18. Lost Patterns
COLLESTAMORE was showing me his library, but a summons to the telephone had drawn him from the room and I was standing before the set of shelves between the cases containing rarities and those which held fine bindings, frankly puzzled. There were not many books ranged here and I could not make out the distinction that grouped them together. It might have been no distinction but mere accident in the case of anyone less methodical than Collestamore. With him, no; some thought or queer intention must underlie the choosing. Fiction and non-fiction, new books and some old ones, some volumes of attractive format and design and others whose homely plainness was possibly compensated by the fact of their being first editions—it meant nothing. Alphabetical arrangement by authors hadn’t been attempted and was, indeed, scarcely worth while until the little assembly grew larger. Then he returned and met my look of inquiry with:
“You’ve discovered my Lost Patterns.”
“Lost Patterns?”
“Oh,” he said, “there aren’t many of them, as yet. The fact is, I only thought of it a week ago. It rained all afternoon, so I spent a couple of hours amusing myself with them—with a beginning of them.”
“‘Lost’? But some of them are new enough.”
“It’s the only name I could think of that I rather liked,” was his explanation. “A Lost Pattern—the idea I was trying to express—may be either old or new. It has nothing to do with the edition or the binding, but everything to do with the contents of a book. Novel or essay or biography, the text ought to represent something we have not had before or since and aren’t likely to have again; something individual in the scheme or the style; something wholly personal in the flavour—in short, unique, I suppose. What James Huneker would have called a unicorn. By the way, he is a Lost Pattern, probably.”
“Probably.” I was not unsympathetic to his idea. “You are anxious to get together a collection for the collection’s sake, I take it.”
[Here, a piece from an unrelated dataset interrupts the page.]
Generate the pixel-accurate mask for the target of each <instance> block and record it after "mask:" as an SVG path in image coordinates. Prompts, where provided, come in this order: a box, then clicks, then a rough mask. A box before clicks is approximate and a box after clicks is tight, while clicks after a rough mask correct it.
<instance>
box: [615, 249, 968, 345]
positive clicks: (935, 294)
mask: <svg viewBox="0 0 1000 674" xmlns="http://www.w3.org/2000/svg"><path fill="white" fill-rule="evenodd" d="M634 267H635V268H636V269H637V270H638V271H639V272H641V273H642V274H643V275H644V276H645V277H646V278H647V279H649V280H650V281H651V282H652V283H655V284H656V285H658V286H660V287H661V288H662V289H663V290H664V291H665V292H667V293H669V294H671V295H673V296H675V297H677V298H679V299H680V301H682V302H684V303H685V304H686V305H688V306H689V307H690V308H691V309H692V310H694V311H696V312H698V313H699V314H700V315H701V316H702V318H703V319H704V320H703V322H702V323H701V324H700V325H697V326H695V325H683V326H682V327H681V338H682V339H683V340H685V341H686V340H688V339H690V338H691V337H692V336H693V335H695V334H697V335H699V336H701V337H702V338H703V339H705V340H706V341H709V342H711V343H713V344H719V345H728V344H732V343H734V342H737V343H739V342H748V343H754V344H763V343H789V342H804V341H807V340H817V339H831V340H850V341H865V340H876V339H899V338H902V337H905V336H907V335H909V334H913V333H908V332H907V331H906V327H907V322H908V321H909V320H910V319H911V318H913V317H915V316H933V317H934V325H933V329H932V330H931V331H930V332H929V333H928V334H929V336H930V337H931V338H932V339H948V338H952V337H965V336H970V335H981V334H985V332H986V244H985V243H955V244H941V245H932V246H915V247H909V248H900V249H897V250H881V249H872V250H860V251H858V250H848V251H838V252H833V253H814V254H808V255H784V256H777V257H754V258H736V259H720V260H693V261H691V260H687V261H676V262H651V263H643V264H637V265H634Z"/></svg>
“No, for the reader’s sake. It wouldn’t have any value as a collection, other than the curious, and I swear it could have no value for the person of literary practices.” I glanced at him but could detect nothing in his expression. I have always suspected Collestamore of secret literary practices, concealed efforts to put his freakish self into words. My idea is that he attempts essays and that so far he is like a fellow fond of cigarettes and learning to roll his own. He went on, more meditatively: “A fellow desiring to be a writer would waste his time if he aped these people.” All the same, I thought, I will bet that you——
“I began with a few new books,” he was saying. “New or comparatively so. The thing that started me, I guess, was Elinor Wylie’s novel.” He fingered his copy of Jennifer Lorn.